## https://sploitus.com/exploit?id=846A6DED-4166-5A95-B68F-CDA36D345B62
# IFUNC'd up
*Why you should stop blaming xz-utils for [CVE-2024-3094][nvd]. Also
check out my [ETSA Talk](https://www.youtube.com/watch?v=7j8ZCDGwSr8)!*

CVE-2024-3094, more commonly known as "The xz-utils backdoor", was a
near miss for global cybersecurity. Had this attack not been discovered
in the nick of time by [Andres Freund][freund], most of our planet's SSH
servers would have begun granting root access to the party behind this
attack.
Unfortunately, too much analysis has focused on how [malicious
code][JiaT75] made its way into the xz-utils repo.
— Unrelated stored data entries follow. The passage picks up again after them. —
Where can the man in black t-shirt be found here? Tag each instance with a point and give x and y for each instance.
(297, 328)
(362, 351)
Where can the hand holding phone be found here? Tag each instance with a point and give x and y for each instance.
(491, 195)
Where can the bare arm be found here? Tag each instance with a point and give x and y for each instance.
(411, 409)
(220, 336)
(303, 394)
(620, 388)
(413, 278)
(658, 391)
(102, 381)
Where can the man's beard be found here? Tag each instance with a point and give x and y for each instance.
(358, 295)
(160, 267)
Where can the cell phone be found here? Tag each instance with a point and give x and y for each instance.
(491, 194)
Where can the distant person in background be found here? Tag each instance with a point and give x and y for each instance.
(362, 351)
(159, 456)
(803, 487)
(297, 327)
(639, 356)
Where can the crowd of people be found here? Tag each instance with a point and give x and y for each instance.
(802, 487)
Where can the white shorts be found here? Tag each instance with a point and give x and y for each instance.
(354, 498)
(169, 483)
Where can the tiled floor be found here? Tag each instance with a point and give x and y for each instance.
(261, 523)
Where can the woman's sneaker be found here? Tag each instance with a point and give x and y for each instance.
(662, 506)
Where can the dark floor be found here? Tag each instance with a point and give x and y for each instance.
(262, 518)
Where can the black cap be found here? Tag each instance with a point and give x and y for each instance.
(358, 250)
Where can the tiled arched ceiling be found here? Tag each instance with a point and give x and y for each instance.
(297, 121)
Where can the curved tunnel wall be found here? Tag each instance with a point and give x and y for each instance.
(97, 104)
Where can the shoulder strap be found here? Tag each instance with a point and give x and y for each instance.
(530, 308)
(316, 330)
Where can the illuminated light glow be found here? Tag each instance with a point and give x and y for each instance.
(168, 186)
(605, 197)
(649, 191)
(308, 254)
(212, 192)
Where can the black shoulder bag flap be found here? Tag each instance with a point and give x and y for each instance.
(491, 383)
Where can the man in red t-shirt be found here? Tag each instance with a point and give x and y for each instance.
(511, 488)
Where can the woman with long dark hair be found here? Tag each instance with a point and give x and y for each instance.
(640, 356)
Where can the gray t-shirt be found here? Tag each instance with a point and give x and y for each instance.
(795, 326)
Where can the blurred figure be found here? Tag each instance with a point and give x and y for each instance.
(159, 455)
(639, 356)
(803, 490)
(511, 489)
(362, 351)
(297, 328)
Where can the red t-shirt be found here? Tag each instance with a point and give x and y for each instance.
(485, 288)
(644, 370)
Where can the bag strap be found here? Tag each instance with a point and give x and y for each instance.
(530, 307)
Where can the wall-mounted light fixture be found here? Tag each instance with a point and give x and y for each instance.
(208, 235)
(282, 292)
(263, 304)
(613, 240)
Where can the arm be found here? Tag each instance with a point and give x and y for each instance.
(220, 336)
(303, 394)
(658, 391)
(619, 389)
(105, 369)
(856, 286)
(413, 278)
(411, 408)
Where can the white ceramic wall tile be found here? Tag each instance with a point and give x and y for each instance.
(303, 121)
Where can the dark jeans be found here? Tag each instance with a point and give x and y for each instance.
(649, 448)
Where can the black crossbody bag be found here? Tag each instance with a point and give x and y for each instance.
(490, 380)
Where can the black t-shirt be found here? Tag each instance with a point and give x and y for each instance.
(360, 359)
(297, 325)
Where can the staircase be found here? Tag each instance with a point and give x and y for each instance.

Instead, I'd like to
argue that two longstanding design decisions in critical open source
software are what made this attack possible: [linking OpenSSH against
SystemD][biebl], and the existence of [GNU IFUNC][sourceware].
**Before You Start**: Much of this discussion deals with the intricacies
of dynamic linking on Linux. If you need a refresher, check out
[`dynamic_linking.md`](dynamic_linking.md).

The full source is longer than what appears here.